GDPR outlines six principles that organizations need to abide by. These principles aren't new - they were already outlined in the 1995 directive, but GDPR has revised them slightly. We delve into each principle below:
1. Lawfulness, fairness and transparency
Our last blog, on Legal Bases, falls within this principle. Controllers essentially need to ensure that the processing activity doesn't break the law and even if it is legal, it should be above board
Controllers need to also provide detailed information on who, why and how they are processing the data of individuals. This might be through an information notice given to each individual or through a privacy statement on their website. The circumstances of the activity determine if a notice is required or if a general statement will suffice.
2. Purpose limitation
Tying in to Principle 1, organizations must have a specific reason for collecting and processing data, which they must share with the data subjects. Furthermore, once that purpose has been achieved or is no longer a goal of the organization, they should cease processing that data. This essentially forbids a controller from using personal data for any purpose other than the original purpose. So, if you provide your contact information to an e-commerce company, for example, for the sole purpose of providing contact information when ordering goods online, they can't use that information to send you marketing emails unless you have consented to that specific purpose.
There is an exception to this principle: archival purposes in the interest of the public or scientific/historical research or statistical purposes, an example being a census of population.
3. Data minimization
The data collected and processed by data controllers must be adequate, relevant and limited to that which is necessary i.e. the minimum amount of data required to fulfil the purpose. For example, Slovakia mandates the collection of gender type for individuals, however, it would be considered excessive to collect gender type for individuals who are not resident in Slovakia.
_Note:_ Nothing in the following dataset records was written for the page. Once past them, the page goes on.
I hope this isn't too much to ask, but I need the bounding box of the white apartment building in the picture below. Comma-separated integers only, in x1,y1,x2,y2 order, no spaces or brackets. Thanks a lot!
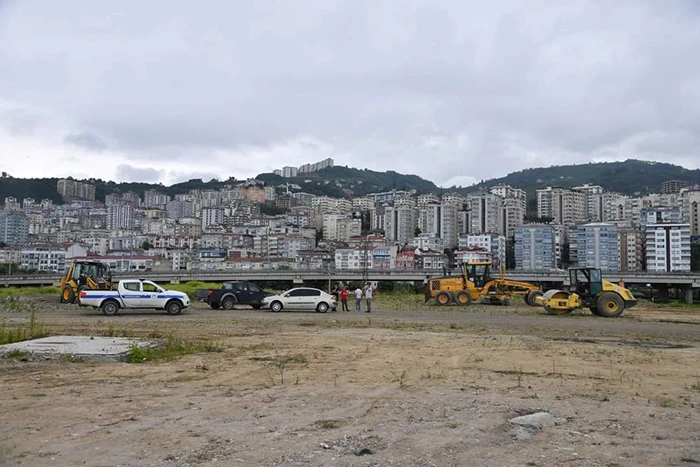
384,206,418,244
459,234,506,268
107,204,136,230
645,224,690,272
467,193,503,234
202,208,224,230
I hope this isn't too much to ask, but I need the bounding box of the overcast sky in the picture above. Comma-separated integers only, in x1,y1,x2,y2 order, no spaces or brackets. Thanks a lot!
0,0,700,186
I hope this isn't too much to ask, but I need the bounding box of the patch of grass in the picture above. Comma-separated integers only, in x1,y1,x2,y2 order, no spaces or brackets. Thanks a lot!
2,349,32,362
0,311,51,345
314,420,345,430
127,334,222,363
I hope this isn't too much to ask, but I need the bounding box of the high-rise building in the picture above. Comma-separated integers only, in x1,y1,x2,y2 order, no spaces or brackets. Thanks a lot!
645,224,690,272
513,224,556,271
56,178,95,201
0,211,29,247
537,187,586,225
617,227,644,271
576,222,620,271
107,204,135,230
467,193,503,234
384,206,418,244
661,180,688,194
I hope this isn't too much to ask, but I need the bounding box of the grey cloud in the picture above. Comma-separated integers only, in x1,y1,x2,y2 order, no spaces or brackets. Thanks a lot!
116,165,164,183
64,131,107,152
0,0,700,183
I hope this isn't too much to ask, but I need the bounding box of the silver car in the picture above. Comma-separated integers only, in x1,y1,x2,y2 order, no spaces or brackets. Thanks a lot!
262,287,337,313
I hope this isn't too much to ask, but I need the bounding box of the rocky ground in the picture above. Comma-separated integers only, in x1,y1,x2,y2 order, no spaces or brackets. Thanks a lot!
0,299,700,467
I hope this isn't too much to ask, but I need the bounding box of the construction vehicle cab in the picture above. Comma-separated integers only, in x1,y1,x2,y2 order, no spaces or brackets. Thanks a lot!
425,261,542,306
537,268,637,318
61,260,112,303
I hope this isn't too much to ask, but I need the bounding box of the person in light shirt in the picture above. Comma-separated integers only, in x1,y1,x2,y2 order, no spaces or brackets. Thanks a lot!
355,287,362,311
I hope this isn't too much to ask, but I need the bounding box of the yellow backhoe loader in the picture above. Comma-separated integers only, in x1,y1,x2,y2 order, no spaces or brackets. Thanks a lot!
425,261,542,306
61,260,112,303
535,268,637,318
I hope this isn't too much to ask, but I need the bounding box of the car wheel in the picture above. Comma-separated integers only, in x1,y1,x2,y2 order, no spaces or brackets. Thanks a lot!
165,300,182,315
221,297,236,310
102,300,119,316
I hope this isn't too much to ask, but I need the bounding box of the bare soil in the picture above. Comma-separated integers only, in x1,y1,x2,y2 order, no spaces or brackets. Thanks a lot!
0,297,700,466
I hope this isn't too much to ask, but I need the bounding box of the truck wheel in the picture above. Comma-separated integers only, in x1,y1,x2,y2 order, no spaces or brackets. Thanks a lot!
435,292,452,306
102,300,119,316
61,285,75,303
455,290,472,306
221,297,236,310
525,290,544,306
596,292,625,318
165,300,182,315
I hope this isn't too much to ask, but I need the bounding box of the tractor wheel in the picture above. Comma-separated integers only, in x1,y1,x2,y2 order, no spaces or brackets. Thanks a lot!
435,292,452,306
455,290,472,306
525,290,544,306
61,285,75,303
596,292,625,318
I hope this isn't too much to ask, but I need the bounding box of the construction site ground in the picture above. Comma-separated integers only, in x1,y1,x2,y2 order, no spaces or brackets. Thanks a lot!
0,295,700,467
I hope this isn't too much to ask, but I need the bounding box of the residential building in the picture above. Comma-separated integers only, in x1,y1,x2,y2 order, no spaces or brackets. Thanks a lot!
661,180,688,194
645,224,690,272
576,222,620,271
617,227,645,271
513,224,556,271
0,211,29,247
459,234,506,268
467,193,503,234
384,206,418,245
56,178,95,201
107,204,136,230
Organizations should make sure that the data they hold is accurate and up-to-date, and if it not correct, they need to take all possible steps to make sure it's rectified. If the errors can't be corrected, then the data should be erased. The onus is on the organization to proactively ensure the data they hold is accurate, so prepare for an onslaught of "Confirm Your Details" checks from various providers.
This principle ties in well with the data subject's right to rectification – we will go into detail on data subjects’ rights in a separate blog.
5. Storage limitation
This principle insists that organizations can only hold on to data for as long as they have a relevant legal basis to do so. Organizations should periodically review their databases and scrub them of any out-of-date or unlawfully held information.
This is where record retention rules come into play. Let’s say a bank has ended its relationship with a client. AML laws dictate that the bank must then hold the KYC information on that client for five years (this varies depending on several factors). The bank has a "legal obligation" to hold the data for that length of time. Once five years have passed, they must delete that information without delay.
6. Integrity and confidentiality
The final principle relates to data security and demands that an organization takes adequate measures to protect against data breaches and unlawful processing. It also demands that an organization has suitable monitoring procedures in place to detect any gaps in their processes.
There is a seventh principle - Accountability - but that warrants a whole other blog post. It essentially requires an organization to be able to demonstrate their compliance with GDPR through a number of obligations like policies, hiring a Data Protection Officer, Data Protection Impact Assessments and more.